Рахим Халиков из Мартука сын фронтовика, героя войны. Накануне Дня Победы он поделился с «Диапазоном» @gazeta_diapazon своими воспоминаниями о сложных послевоенных годах, написал пронзительный, искренний и трогающий за душу рассказ о своём детстве и детстве таких, как он, детей фронтовиков.

Отец автора рассказа Мухаммадий Гараевич Халиков вернулся домой с войны с простреленной ногой.


Страна и весь мир готовятся праздновать 75-летие Победы. Для нас, детей фронтовиков, родившихся в начале Великой Отечественной войны, святость и величие этого праздника бесспорны. А прошедшие десятилетия нисколько не стерли из памяти воспоминания.

В те далекие времена меня окружали друзья: Рауль Мирхайдаров – его отец-танкист погиб в кровопролитных боях на подступах к Москве, Вова Калиновский – сын пехотинца, погибшего в Польше, Валера Косенко – его отец сложил голову под Курском, Гриша Рученко – сын артиллериста, не вернувшегося с войны, Агумбай Жамбусынов – его отец скончался после войны. Мой отец – Мухаммадий Гараевич Халиков – вернулся домой с простреленной ногой, инвалидом.

Вся наша компания, как сейчас принято говорить, «тусовалась» во дворе почты (все действия в этом рассказе происходят в поселке Мартук). Начальником почты был Владимир Захарович Дмитриенко, фронтовик, добрый и справедливый человек, снисходительно относившийся к нашим шалостям. Сын его Славик тоже был в нашей ватаге. Здание почты находилось на улице Ленина, а напротив почты, на улице Советской была контора «Союзпечати», которой заведовал фронтовик, воевавший в партизанском отряде, Антипов Петр Васильевич. В юношеском возрасте партизанил он в лесах Белоруссии, где в бою получил серьезное ранение в ногу.

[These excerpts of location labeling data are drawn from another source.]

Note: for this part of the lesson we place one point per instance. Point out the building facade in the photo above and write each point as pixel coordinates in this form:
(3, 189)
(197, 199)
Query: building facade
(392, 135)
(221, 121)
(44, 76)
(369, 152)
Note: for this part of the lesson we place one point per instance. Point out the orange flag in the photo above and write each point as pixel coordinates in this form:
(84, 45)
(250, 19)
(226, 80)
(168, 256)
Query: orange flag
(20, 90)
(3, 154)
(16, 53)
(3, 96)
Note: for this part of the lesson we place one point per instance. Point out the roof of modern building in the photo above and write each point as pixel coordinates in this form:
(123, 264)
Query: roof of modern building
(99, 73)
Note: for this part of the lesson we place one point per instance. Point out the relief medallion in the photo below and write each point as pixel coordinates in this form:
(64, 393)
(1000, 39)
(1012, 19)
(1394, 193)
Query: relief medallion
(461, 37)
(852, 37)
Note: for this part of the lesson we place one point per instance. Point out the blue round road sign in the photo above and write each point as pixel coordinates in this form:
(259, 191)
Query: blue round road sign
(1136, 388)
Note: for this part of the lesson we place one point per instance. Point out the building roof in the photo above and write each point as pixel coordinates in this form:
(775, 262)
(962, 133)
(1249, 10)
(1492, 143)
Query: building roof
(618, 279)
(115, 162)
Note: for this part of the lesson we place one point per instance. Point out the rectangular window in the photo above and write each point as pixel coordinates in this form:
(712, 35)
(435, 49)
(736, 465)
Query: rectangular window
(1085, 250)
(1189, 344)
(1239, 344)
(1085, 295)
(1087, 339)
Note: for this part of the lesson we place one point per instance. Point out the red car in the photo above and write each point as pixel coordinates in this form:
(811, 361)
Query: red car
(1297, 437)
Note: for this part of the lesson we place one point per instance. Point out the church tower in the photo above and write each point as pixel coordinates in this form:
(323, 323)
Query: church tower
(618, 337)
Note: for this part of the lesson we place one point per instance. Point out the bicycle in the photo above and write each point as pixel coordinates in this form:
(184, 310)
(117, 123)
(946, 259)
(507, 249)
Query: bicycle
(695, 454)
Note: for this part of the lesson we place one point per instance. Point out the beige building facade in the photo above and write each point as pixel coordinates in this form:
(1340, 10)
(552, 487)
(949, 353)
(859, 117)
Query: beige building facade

Вскоре началась гангрена, его жизнь могла спасти только ампутация, однако не было никаких обезболивающих, поэтому решено было отнимать ногу вживую, привязав юношу ремнями к столу. Уж как это все он вынес – ему одному известно, но он остался жив, хотя и без ноги.

После войны он не только руководил своей организацией, но и в летние отпуска на конной косилке косил сено для почтовых лошадей, а я на конной гребке сгребал накошенное, затем копнил.

Петр Васильевич воевал в партизанской бригаде Медведева, эпизод с ним упоминается в книге «Это было под Ровно», которую я читал еще в детстве.

В двухквартирном доме (типа общежития), где жил Славик Дмитриенко, жила семья телеграфиста-фронтовика Соловьева, который всю войну обеспечивал связь между войсковыми подразделениями и штабами. В конце войны он был тяжело ранен в грудь, после госпиталя его комиссовали и отправили на родину. В Мартуке ему поручили заведовать телеграфом, где он день-деньской принимал и отправлял телеграммы азбукой Морзе.

У Соловьева были две дочери красавицы, Люба и Вера, жена Агриппина и знаменитая на всю округу охотничья собака по кличке Каштанка. В те года охотничьи угодья были богаты, многие потенциальные охотники полегли на фронтах войны, некому было охотиться, да и нечем стрелять: все ружья во время войны конфисковали. А у Соловьева было законно зарегистрированное ружье, и он частенько бродил по окрестностям Мартука в поисках дичи. Надо сказать, что без охотничьего трофея он домой не возвращался, да и никем не пуганых птиц по озерам и водоемам было полно.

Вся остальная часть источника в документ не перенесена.